2010年11月10日水曜日

3:テクニカル分析の限界

テクニカル分析は有益な道具ですが、未来を予測することはできません。

ですので、どんな優秀なツールであっても予測が外れてしまうことを

常に想定していなくてはいけません。



むしろ生き延びていくには、予測の精度を上げることに時間を割くよりは、

万一に備えた脱出方法をいくつも用意しておくことの方が大切です。

ところが、テクニカル分析(の楽しさ)にはまってしまうと、

精度を上げることに夢中になって、

「MACDの期間設定は13.5.8がいい」

「移動平均は240日が最強」

「ボリンジャーバンドは14日より21日がいい」などといった


パラメータ調整のドツボにはまってしまう恐れがあります。


こうした調整作業は、究極的には勝率100%を導いてしまいます。

いわゆる「カーブフィッティング」です。


仮にそこまでいかなくても、テクニカルツールのパラメータ調整は

「ダマシ」と呼ばれるノイズとの戦いです。
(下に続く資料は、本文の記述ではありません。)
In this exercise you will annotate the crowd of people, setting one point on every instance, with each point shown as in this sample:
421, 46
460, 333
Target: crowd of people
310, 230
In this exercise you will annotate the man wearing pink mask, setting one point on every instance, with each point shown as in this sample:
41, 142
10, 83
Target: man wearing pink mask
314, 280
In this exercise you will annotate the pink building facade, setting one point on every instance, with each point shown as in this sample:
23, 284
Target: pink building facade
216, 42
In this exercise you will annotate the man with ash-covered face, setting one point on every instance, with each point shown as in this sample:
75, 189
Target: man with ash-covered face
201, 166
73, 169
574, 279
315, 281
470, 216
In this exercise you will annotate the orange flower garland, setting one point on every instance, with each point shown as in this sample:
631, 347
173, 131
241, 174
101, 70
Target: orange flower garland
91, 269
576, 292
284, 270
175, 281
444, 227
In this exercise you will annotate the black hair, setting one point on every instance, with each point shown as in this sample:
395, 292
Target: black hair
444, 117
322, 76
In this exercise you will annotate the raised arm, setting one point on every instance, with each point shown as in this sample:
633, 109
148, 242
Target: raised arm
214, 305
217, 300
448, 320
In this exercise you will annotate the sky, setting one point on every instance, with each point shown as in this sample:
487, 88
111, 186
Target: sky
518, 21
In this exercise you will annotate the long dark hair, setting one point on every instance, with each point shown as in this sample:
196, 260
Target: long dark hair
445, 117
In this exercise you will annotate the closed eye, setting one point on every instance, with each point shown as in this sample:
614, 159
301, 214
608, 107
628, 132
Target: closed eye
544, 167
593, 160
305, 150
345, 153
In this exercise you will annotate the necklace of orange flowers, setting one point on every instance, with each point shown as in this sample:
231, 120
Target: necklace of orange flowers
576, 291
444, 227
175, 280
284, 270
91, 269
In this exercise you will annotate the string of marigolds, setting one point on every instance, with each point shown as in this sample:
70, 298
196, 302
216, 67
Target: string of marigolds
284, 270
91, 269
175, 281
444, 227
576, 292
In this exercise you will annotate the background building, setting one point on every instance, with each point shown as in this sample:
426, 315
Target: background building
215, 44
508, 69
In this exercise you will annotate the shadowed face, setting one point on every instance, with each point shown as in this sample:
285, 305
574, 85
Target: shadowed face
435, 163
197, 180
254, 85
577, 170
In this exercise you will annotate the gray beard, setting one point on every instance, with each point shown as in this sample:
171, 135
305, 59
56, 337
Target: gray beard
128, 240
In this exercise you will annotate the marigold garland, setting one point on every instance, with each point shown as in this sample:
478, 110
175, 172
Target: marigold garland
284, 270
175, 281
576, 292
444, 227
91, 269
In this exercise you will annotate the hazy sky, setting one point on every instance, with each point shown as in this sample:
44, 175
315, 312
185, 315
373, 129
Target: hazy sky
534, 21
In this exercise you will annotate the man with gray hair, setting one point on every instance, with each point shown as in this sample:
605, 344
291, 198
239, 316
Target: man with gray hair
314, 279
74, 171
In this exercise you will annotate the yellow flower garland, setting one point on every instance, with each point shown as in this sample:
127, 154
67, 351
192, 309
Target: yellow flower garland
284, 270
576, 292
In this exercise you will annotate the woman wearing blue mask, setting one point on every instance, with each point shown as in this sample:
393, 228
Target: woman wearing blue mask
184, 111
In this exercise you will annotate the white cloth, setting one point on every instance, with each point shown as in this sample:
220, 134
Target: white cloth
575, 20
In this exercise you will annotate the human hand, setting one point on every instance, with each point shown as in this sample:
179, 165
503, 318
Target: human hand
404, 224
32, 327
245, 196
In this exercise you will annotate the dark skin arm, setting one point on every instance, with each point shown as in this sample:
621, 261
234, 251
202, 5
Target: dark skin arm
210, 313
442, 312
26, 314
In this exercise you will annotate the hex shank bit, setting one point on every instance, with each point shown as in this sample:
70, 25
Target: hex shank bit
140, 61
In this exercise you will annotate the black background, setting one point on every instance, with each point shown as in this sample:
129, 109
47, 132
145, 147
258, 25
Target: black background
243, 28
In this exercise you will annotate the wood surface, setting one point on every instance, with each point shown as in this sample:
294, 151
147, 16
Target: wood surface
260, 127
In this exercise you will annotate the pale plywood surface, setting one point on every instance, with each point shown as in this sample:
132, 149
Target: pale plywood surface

ノイズを除去していけば、

エントリ回数が減ったり、利益幅が小さくなったりします。



逆にノイズ覚悟でエントリを増やせば、損切りが増えたり、一時的にせよ、

莫大な含み損を抱えたりします。つまり、正確さを求めれば汎用性がなくなり

汎用性を求めれば正確さを欠く、このジレンマとの果てしなき戦いです。



そんなジレンマに苦しむよりは、過去を分析するテクニカルには限界があり

万能ツールはないと割り切って相場に臨みましょう。